However, these executions were not "homo" operations—covert missions carried out by the DGSE—but rather targeted strikes organized by the French military. Intelligence specialist Jean-Christophe Notin describes the confusion on the part of Nouzille, Davet, and Lhomme as "fantasies", and Jean Guisnel confirms in 2019 that these were assassinations organized by the army, rather than targeted killings ("opérations homo").

According to Notin, only the killing of Ahmed Godane could be considered a targeted killing.
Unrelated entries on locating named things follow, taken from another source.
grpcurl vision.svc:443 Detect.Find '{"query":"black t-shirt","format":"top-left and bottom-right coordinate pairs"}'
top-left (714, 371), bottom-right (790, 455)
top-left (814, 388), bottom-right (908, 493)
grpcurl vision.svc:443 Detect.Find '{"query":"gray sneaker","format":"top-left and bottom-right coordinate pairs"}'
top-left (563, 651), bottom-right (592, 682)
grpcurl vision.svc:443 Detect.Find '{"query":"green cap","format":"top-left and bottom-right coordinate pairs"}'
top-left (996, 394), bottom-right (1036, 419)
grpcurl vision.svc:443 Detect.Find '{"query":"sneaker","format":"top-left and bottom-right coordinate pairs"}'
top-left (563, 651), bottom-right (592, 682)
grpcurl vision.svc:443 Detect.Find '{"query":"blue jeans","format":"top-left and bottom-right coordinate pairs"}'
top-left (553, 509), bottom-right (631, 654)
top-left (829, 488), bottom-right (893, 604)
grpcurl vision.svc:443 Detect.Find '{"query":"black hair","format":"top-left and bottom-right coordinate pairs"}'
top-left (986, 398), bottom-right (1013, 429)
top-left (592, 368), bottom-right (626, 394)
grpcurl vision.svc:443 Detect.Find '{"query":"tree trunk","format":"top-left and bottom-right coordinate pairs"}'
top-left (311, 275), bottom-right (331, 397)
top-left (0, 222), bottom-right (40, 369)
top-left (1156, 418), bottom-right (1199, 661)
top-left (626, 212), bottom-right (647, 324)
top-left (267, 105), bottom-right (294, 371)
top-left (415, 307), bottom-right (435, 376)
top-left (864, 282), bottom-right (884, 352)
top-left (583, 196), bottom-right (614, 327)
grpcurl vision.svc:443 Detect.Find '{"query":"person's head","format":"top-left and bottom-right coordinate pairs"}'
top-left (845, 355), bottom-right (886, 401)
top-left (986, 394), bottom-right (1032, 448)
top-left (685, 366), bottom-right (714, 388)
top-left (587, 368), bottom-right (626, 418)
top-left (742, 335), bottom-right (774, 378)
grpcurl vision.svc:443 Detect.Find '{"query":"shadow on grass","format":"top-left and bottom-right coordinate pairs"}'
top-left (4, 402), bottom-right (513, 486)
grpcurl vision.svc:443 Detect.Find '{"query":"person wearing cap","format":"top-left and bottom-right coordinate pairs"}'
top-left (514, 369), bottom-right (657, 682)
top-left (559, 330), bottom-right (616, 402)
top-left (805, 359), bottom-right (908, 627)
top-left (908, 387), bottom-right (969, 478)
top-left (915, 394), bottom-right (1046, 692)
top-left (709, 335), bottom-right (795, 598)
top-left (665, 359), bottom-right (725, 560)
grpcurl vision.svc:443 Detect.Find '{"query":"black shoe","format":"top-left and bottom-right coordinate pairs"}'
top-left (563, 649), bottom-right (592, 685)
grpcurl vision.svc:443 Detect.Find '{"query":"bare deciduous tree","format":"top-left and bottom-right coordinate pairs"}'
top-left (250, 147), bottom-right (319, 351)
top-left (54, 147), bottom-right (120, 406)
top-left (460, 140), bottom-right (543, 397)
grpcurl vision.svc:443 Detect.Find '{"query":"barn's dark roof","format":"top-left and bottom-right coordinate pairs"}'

Based on interviews with sources close to the Élysée during Hollande's five-year term, Jean Guisnel concludes that the president likely did not order any such targeted killings.

According to former DGSE director Claude Silberzahn, "homo" operations were an "element of stability in the world", but "no intelligence agency worthy of the name resorts to them except with extreme restraint and under very specific conditions".

== Bibliography ==
- Cheurfi, Achour (2004). "Dictionnaire de la révolution algérienne (1954-1962) - dictionnaire biographique"
- Melnik, Constantin (1996). "La mort était leur mission"
- Martinet, Pierre (2012). "Cellule delta - Roman"
- Nouzille, Vincent (2015). "Les tueurs de la République - assassinats et opérations spéciales des services secrets"
- Nouzille, Vincent (2020). "Les tueurs de la République - Nouvelle édition" - 2020 reprint, extending the book to cover the Macron presidency.
- Nouzille, Vincent (2017). "Erreurs fatales - comment nos présidents ont failli face au terrorisme"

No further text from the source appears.